Register now for these virtual events:
Mr. SOUL! – Directed by Melissa Haizlip*
Tuesday, February 16th, 6:30 p.m. RSVP here to attend
Before Oprah and Arsenio, there was Mr. SOUL! From 1968 into 1973, the public television variety show SOUL! offered an unfiltered, uncompromising celebration of Black literature, poetry, music, and politics, capturing a critical moment in culture whose impact continues to resonate today. *Director Melissa Haizlip will join us for a virtual conversation! Special poem recited by artist Deborah Hunter. Mr. SOUL! will premiere on PBS/OETA on February 22, 2021
Coded Bias – Directed by Shalini Kantayya
Tuesday, March 9th, 6:30 p.m. RSVP Here To Attend!

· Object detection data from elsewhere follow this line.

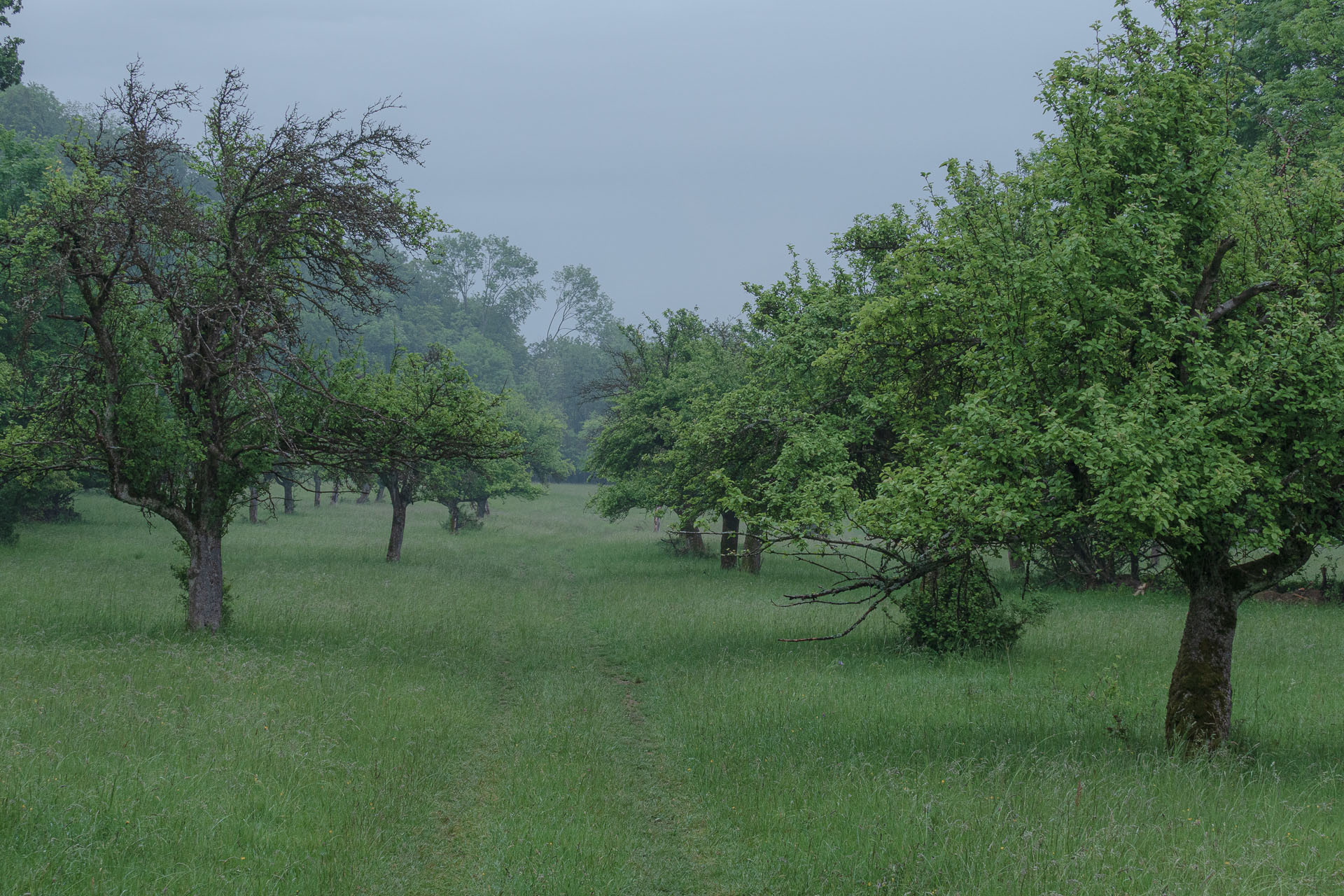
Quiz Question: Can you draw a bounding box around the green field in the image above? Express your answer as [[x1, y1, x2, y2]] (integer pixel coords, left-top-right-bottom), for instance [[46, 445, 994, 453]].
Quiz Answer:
[[0, 486, 1344, 896]]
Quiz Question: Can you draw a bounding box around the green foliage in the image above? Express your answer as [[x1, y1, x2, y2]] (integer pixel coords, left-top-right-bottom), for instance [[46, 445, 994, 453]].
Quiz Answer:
[[0, 85, 79, 140], [0, 0, 23, 90], [168, 539, 234, 629], [586, 309, 745, 525], [1228, 0, 1344, 158], [898, 557, 1047, 653]]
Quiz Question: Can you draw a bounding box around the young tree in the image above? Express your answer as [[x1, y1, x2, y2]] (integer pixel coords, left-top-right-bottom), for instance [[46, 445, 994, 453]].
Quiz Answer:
[[0, 0, 23, 90], [307, 346, 523, 563], [0, 64, 437, 630], [806, 0, 1344, 747], [587, 309, 742, 554], [425, 393, 574, 533]]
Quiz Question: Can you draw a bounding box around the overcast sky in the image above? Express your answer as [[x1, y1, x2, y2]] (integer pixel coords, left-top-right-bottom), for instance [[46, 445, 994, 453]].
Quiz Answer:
[[18, 0, 1134, 337]]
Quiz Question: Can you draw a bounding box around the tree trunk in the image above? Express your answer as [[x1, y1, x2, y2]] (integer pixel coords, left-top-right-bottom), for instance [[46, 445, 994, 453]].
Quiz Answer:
[[1167, 571, 1238, 754], [1166, 538, 1313, 754], [187, 526, 225, 631], [387, 489, 410, 563], [685, 525, 704, 557], [719, 510, 738, 570], [742, 525, 764, 575]]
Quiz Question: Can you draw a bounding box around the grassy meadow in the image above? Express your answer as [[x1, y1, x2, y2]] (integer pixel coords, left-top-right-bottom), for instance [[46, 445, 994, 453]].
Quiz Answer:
[[0, 486, 1344, 896]]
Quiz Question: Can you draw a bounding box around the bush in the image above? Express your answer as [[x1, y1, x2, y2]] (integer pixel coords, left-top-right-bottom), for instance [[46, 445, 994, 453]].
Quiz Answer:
[[899, 557, 1049, 653], [0, 473, 79, 544]]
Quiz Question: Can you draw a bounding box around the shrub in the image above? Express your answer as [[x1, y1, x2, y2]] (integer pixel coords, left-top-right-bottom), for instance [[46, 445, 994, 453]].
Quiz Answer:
[[899, 557, 1049, 653]]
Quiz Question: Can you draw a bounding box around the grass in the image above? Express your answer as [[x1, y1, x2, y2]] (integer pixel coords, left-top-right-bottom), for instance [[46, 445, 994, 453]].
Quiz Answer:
[[0, 486, 1344, 896]]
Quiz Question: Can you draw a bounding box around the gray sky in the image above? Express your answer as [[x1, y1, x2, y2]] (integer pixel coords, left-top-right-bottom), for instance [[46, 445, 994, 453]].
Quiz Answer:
[[18, 0, 1134, 339]]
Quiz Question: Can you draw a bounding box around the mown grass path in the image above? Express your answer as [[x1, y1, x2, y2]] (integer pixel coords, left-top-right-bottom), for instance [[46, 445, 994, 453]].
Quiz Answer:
[[0, 488, 1344, 896]]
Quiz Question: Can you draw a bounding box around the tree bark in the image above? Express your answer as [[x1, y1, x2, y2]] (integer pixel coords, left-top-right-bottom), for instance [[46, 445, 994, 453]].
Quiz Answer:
[[1167, 575, 1238, 752], [1167, 539, 1312, 755], [719, 510, 739, 570], [187, 526, 225, 631], [742, 525, 764, 575], [685, 525, 704, 557], [387, 489, 410, 563]]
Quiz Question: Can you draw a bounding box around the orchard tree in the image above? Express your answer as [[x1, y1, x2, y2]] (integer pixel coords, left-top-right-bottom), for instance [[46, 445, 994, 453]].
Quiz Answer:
[[587, 309, 743, 552], [425, 392, 574, 533], [795, 0, 1344, 748], [0, 64, 437, 630], [0, 0, 23, 90], [1227, 0, 1344, 155], [307, 346, 523, 563]]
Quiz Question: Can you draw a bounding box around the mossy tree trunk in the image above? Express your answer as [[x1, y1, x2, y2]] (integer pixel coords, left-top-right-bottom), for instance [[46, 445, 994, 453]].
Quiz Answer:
[[1167, 540, 1312, 754], [742, 525, 764, 575], [187, 522, 225, 631], [719, 510, 739, 570]]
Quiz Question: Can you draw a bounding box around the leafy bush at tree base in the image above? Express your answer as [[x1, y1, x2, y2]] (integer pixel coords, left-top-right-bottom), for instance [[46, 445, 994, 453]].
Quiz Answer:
[[899, 557, 1050, 653]]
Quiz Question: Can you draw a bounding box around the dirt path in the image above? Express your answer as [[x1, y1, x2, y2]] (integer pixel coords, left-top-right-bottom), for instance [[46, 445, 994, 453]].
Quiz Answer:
[[422, 555, 720, 896]]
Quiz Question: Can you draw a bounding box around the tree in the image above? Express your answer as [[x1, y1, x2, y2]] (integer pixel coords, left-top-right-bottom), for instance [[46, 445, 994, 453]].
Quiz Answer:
[[307, 346, 523, 563], [1228, 0, 1344, 158], [785, 0, 1344, 748], [0, 0, 23, 90], [425, 392, 574, 533], [587, 309, 743, 554], [0, 64, 437, 630]]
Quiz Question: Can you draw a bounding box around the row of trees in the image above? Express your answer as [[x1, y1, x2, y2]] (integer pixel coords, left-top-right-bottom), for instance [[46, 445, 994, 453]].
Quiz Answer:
[[0, 57, 610, 630], [590, 0, 1344, 747]]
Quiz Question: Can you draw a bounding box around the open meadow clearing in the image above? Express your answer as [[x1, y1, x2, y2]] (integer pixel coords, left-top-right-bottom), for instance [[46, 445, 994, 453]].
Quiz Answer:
[[0, 486, 1344, 896]]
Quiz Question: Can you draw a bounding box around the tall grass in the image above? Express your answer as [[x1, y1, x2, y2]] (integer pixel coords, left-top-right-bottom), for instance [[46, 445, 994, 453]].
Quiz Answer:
[[0, 486, 1344, 896]]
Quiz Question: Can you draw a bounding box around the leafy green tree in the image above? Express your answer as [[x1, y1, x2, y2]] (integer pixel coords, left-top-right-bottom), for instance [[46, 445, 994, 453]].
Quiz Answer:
[[785, 0, 1344, 747], [0, 66, 437, 630], [306, 346, 523, 563], [0, 0, 23, 90], [587, 309, 743, 552], [1226, 0, 1344, 158], [0, 85, 76, 140]]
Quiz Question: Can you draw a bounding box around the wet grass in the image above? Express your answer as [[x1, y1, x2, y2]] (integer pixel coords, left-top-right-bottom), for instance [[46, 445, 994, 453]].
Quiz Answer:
[[0, 486, 1344, 896]]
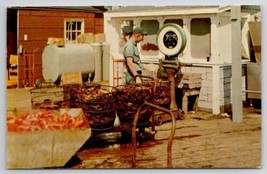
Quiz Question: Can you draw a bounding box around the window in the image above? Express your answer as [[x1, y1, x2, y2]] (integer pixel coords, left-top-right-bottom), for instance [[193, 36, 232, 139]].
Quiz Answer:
[[64, 19, 84, 43], [164, 19, 183, 27], [141, 20, 159, 35]]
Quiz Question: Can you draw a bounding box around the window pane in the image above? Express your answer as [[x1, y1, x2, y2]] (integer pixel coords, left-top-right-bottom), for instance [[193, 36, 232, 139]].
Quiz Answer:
[[191, 18, 211, 59], [164, 19, 183, 27], [76, 22, 82, 30]]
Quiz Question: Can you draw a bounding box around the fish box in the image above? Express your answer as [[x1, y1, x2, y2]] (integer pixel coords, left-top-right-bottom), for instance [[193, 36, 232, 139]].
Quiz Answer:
[[6, 108, 91, 169]]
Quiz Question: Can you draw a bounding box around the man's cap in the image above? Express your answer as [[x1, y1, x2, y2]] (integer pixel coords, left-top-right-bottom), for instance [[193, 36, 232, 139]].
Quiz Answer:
[[122, 26, 133, 34], [133, 27, 147, 35]]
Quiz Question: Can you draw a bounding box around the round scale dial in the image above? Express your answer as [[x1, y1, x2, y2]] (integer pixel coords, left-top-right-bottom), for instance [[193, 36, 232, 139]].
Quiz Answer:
[[157, 23, 186, 56], [163, 31, 178, 49]]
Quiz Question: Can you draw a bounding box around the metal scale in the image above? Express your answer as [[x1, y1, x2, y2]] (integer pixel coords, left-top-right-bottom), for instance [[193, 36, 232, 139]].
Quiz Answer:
[[155, 23, 187, 125], [132, 23, 186, 168]]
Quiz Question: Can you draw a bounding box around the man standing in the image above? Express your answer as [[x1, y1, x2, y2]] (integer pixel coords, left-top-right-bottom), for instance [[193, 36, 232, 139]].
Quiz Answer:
[[124, 27, 147, 84], [122, 26, 133, 42]]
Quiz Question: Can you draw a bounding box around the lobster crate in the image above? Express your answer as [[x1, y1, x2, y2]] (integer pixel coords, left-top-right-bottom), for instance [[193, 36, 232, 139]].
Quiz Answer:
[[64, 83, 116, 130], [30, 86, 70, 109], [116, 83, 154, 124], [6, 108, 91, 169], [63, 83, 101, 108]]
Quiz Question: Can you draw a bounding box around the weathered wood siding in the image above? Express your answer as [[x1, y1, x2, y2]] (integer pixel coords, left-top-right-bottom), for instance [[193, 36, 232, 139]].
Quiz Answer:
[[18, 10, 104, 87]]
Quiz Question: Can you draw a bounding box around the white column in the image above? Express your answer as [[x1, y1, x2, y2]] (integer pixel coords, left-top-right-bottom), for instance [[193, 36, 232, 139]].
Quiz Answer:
[[212, 65, 220, 115], [183, 17, 192, 61], [91, 43, 102, 82], [231, 6, 243, 123]]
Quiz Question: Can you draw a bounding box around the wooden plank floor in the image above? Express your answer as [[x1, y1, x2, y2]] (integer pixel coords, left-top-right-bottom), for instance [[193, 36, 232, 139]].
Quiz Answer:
[[7, 89, 262, 168]]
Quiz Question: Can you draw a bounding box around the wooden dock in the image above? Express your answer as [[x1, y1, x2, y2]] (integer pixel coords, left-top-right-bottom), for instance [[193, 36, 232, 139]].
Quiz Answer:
[[7, 89, 262, 169], [77, 109, 261, 169]]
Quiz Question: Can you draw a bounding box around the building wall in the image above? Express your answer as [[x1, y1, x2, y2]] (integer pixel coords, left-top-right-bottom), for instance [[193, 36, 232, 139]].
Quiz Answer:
[[181, 65, 246, 112], [18, 9, 104, 87]]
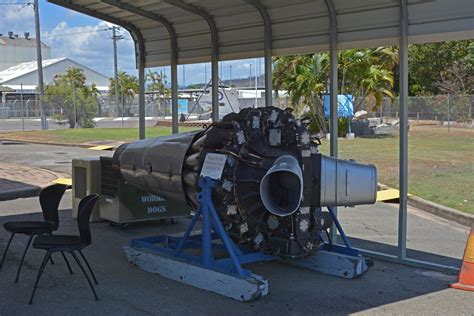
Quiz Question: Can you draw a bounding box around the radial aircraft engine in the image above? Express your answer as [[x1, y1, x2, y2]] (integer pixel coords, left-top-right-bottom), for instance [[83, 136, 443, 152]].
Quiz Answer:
[[114, 107, 377, 258]]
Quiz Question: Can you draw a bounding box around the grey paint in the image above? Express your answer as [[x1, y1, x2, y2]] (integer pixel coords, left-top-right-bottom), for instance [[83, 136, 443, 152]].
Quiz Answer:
[[325, 0, 339, 240], [114, 132, 197, 206], [123, 246, 268, 302], [398, 0, 408, 260], [45, 0, 474, 67]]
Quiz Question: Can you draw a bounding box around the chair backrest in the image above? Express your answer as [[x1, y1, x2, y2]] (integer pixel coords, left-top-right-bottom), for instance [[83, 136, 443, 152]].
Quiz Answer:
[[77, 193, 99, 246], [39, 184, 67, 230]]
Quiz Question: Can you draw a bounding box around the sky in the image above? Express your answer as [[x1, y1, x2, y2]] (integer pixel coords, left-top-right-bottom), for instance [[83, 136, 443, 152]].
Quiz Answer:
[[0, 0, 264, 86]]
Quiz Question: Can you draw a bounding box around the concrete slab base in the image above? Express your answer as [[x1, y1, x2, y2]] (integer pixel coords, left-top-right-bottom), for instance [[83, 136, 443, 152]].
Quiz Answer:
[[281, 250, 369, 279], [123, 245, 268, 302]]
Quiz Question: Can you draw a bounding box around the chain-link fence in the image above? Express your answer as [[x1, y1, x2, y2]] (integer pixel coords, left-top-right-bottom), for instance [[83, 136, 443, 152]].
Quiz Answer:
[[362, 94, 474, 125], [0, 94, 474, 130]]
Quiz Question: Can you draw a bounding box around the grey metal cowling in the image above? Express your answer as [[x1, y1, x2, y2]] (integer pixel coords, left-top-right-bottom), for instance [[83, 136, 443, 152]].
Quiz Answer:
[[114, 107, 377, 258]]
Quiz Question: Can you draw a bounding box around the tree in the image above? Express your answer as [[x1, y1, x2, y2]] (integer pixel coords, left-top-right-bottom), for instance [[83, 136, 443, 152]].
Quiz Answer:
[[45, 67, 98, 128], [408, 40, 474, 95], [146, 70, 170, 113], [273, 47, 397, 131], [109, 71, 139, 115], [273, 53, 329, 132]]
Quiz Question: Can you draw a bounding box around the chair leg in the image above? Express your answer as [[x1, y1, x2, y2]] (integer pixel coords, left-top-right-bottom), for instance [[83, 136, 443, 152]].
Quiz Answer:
[[15, 235, 33, 283], [61, 251, 74, 275], [79, 250, 99, 285], [71, 251, 99, 301], [28, 251, 51, 305], [0, 233, 15, 270]]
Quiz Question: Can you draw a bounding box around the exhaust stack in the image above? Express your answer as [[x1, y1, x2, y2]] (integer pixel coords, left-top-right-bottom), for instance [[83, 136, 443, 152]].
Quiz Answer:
[[260, 155, 303, 216]]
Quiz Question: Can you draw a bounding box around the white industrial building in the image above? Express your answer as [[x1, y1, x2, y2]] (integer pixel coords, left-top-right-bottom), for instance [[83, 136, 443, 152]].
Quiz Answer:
[[0, 32, 51, 71], [0, 58, 109, 93]]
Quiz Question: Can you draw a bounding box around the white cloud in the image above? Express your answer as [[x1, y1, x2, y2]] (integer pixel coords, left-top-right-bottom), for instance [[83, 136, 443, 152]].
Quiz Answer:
[[0, 1, 35, 36], [42, 21, 136, 76]]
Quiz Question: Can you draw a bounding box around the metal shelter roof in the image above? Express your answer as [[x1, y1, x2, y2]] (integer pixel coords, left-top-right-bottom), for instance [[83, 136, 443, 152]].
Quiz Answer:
[[49, 0, 474, 67]]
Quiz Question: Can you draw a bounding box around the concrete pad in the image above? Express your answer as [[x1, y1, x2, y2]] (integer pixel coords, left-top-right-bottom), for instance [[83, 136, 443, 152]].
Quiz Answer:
[[0, 193, 472, 315]]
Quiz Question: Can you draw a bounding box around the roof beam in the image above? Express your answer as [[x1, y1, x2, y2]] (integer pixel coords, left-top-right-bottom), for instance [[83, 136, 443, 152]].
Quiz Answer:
[[48, 0, 145, 139], [47, 0, 145, 68], [101, 0, 178, 133], [163, 0, 219, 122], [325, 0, 339, 240], [244, 0, 273, 106]]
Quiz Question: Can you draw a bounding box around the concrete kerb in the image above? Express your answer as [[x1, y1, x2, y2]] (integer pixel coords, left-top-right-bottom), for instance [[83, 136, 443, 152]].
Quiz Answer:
[[0, 187, 42, 201], [0, 137, 474, 227], [378, 183, 474, 227], [0, 136, 124, 150]]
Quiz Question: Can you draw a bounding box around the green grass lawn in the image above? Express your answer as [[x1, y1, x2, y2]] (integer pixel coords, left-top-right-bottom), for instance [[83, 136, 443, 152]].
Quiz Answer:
[[321, 126, 474, 214], [0, 127, 196, 144], [0, 126, 474, 214]]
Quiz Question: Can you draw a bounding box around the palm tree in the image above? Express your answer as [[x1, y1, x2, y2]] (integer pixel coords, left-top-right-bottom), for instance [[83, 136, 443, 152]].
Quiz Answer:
[[273, 53, 329, 131], [109, 71, 139, 115], [147, 70, 169, 114]]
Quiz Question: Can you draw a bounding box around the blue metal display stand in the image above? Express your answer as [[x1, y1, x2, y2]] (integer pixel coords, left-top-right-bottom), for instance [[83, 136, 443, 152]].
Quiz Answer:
[[124, 177, 367, 301]]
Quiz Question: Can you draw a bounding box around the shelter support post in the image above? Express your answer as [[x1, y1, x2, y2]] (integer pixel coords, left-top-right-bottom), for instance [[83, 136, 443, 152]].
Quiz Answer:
[[138, 58, 145, 139], [326, 0, 339, 240], [55, 0, 145, 138], [135, 35, 145, 139], [245, 0, 273, 106], [171, 51, 179, 134], [398, 0, 408, 259], [164, 0, 219, 122]]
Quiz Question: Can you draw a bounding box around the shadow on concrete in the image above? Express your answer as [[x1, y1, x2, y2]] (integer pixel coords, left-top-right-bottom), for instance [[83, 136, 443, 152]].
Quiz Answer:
[[346, 237, 462, 267], [0, 210, 462, 315], [0, 178, 41, 201]]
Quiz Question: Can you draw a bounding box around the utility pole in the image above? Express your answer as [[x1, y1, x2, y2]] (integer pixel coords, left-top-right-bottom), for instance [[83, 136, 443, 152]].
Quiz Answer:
[[254, 58, 258, 108], [33, 0, 48, 130], [112, 26, 123, 115], [183, 65, 186, 89], [20, 83, 25, 132], [249, 64, 253, 87], [72, 84, 77, 128]]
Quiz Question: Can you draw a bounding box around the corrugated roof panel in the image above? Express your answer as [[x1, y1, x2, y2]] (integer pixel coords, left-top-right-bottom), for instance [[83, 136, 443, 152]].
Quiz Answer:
[[45, 0, 474, 67]]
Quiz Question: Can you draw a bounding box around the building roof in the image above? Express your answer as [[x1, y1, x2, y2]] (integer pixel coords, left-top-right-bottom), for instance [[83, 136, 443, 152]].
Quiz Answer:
[[48, 0, 474, 67], [0, 84, 15, 92], [0, 58, 67, 83], [0, 36, 49, 48]]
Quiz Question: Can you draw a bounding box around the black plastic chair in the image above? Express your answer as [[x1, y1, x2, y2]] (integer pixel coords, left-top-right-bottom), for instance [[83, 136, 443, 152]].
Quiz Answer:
[[29, 194, 99, 304], [0, 184, 68, 283]]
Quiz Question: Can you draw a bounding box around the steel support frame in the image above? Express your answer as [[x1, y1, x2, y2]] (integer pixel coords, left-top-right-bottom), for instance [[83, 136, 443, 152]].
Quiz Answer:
[[325, 0, 339, 240], [352, 0, 459, 273], [48, 0, 459, 273], [48, 0, 145, 139], [164, 0, 219, 122], [244, 0, 273, 106], [101, 0, 179, 134]]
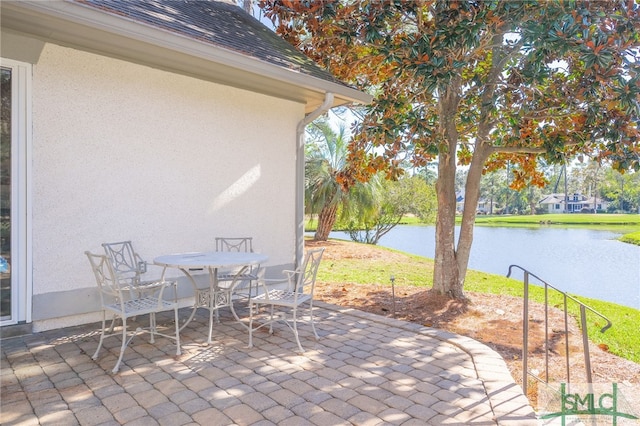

When MIT researcher Joy Buolamwini discovers that most facial-recognition software does not accurately identify darker-skinned faces, she delves into an investigation of widespread bias in algorithms that shapes the technology in our lives.
Philly DA – Directed by Yoni Brook and Ted Passon
Tuesday, April 6th, 6:30 p.m. RSVP Here To Attend!
Philly DA explores the most pressing social issues of our time—police brutality, the opioid crisis, gun violence, and mass incarceration—through the lens of one man attempting a fundamental overhaul from within the system.
The Donut King – Directed by Alice Gu
Tuesday, May 11th, 6:30 p.m. RSVP Here To Attend!
The Donut King tells the story of a Cambodian refugee who escaped genocide and overcame poverty to build a life for himself—and hundreds of other immigrant families—by baking America’s favorite pastry and building an unlikely multimillion-dollar empire of donut shops.